L’allattamento al seno: come, quando, dove, come, perché, che cosa. E molto altro

“Noi non veniamo dalle stelle o dai fiori, ma dal latte materno. Siamo sopravvissuti per l’umana compassione e per le cure di nostra madre. Questa è la nostra principale natura”. William Shakespeare

Il poeta inglese aveva proprio ragione: il latte materno è tutto ciò di cui un bambino ha bisogno nei primi mesi. È specie specifico cioè è perfetto per la specie umana: è di rapida digestione, nutriente ma leggero. È dolce ma con un basso contenuto di proteine.
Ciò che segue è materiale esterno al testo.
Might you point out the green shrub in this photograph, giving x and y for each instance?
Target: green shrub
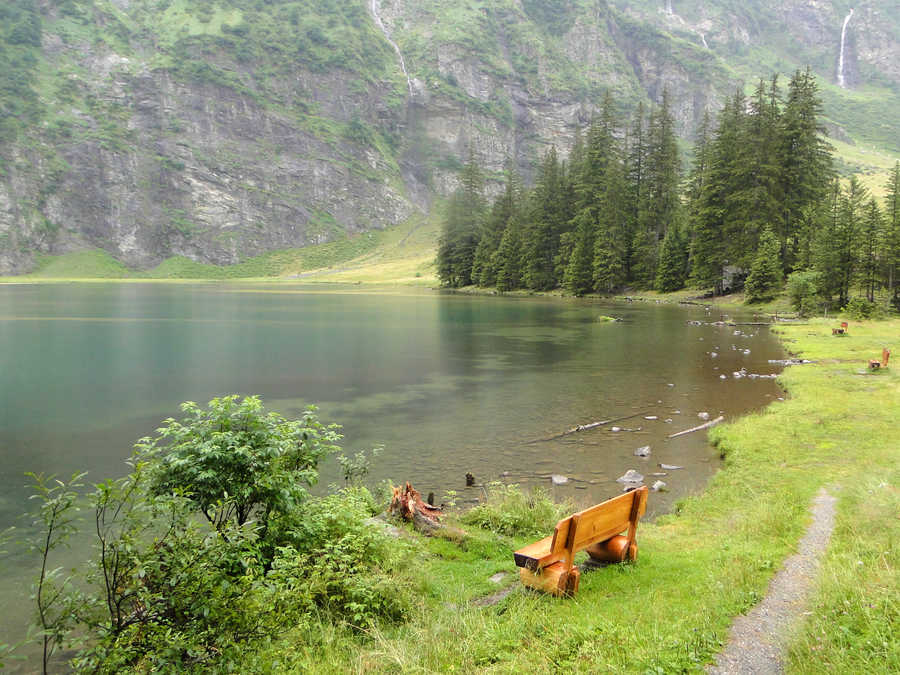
(802, 288)
(513, 512)
(860, 308)
(212, 548)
Ci sono due tipi di latte: il primo latte (o latte anteriore) è quello che nutre e disseta, ricco di zuccheri e che favorisce lo sviluppo neuronale. Perfetto se il neonato ha bisogno di uno spuntino veloce; il secondo latte (o latte posteriore) arriva dopo, mano a mano che il seno si svuota. È quello con un contenuto maggiore di grassi, è nutriente e sfama. Arriva quando il bambino rimane attaccato per un periodo più lungo, finché è sazio.

Tutto comincia dal colostro.

Il colostro è il latte prodotto nei primi giorni dopo il parto e in piccole quantità per essere un super concentrato di proteine. È un liquido di colore giallino e assolutamente prezioso. Esce a gocce e questo permette al bambino di adattarsi gradualmente all’alimentazione per bocca. Il colostro è un vero e proprio concentrato di anticorpi che difenderanno il neonato dalle infezioni e stimoleranno il suo sistema immunitario. Importante sapere che ha anche un effetto lassativo.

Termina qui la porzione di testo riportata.